И по-детски кто-то задышал, кто-то сузил глаза. Все крепились друг от друга. ПОЕХАЛИ…
Думала: «Только бы не разреветься — я здесь вроде старшая после Веры Федоровны и Лобаевой, у той больше на один треугольник». Вера Федоровна сидела от нас отдельно, все еще пила чай в темноватом углу на нарах, но, приглядевшись к ней, все мы понимали: ревет наш командир, хлебает чай вприкуску со слезами. Дома у нее осталась дочь. Ей было тяжелее.
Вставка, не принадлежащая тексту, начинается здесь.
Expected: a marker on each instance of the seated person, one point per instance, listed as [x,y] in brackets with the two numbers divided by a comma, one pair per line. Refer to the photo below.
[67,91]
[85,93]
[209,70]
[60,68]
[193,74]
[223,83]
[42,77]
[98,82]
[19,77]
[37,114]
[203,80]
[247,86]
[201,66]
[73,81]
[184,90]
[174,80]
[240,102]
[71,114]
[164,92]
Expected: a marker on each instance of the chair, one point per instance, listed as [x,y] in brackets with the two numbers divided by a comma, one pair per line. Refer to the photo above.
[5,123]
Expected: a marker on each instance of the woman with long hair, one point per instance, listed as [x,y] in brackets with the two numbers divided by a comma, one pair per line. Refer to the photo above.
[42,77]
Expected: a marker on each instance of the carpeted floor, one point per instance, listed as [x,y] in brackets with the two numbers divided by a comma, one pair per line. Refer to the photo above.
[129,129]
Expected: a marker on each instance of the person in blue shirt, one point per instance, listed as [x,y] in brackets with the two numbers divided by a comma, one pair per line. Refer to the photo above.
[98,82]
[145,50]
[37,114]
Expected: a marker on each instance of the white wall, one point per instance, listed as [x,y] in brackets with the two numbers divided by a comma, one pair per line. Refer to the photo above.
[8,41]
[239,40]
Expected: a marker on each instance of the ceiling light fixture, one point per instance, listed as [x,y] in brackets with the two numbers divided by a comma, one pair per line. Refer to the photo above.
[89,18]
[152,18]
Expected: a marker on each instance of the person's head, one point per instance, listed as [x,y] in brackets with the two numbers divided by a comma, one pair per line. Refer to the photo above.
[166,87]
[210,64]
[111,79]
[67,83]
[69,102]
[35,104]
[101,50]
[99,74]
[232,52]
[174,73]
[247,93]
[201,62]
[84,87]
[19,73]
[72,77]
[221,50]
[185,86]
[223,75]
Состав долго выбирался из кольца пригородных станций, приостанавливался, пропускал непрерывно идущие друг за другом встречные. Иногда это были все еще эшелоны эвакуированных: серые люди в стеганках, платформы с машинами, станками, в загородках коровы, лошади, самоварные трубы чадят в окошках теплушек. Люди смотрят на нас молча, без интереса, редко кто-нибудь машет или кричит. Иногда навстречу такой же, как наш, санитарный, с крестами, в окнах желтые лица раненых, разбитые стекла заткнуты шинелями, заделаны фанерами, завешаны белым… Когда поезд стоял, нас обгоняли воинские эшелоны из Сибири, с солдатами, с задранными к небу пушками, то с платформами молчаливо-голых, как бы литых зеленых танков. Говорили, что это «тридцатьчетверки». Новые танки не походили на те танки-слоны, какие я видела когда-то в городе, позднее я научилась узнавать «тридцатьчетверки» по кургузому корпусу, небольшой верткой башне с тонкой пушкой, задранной тоже вверх, и тяжелым каткам, казавшимся нелепыми колесами. Танки плыли мимо в молчаливой отрешенности, точно ждали своего часа, знали что-то такое свое, сосредоточенное и в то же время обреченно-тоскливое. Это были дети ВОЙНЫ. Ее уродливые чудища. Когда-то, много позднее, я жила в одной квартире с художником и видела в репродукциях картины модернистов: Брака, Пикассо, Дали и еще одного модного художника — не могу сейчас вспомнить фамилию, может быть Эрнст, — там были тоже чудища на голубом, на сумасшедше-желтом фоне, искромсанные человеческие тела и муляжи, и тогда уже, глядя на эти репродукции, я всегда вспоминала бесконечные танковые вереницы, этот бледный, глухой день холодной осени сорок второго, желтую даль немощного, невидного солнца, раненых, палевый цвет лиц и бинтов, разобранные станки и черные длинные паровозы — живые машины, которые везли нас под жерла и гусеницы, под крики, грохот и вой других убивающих, кромсающих машин.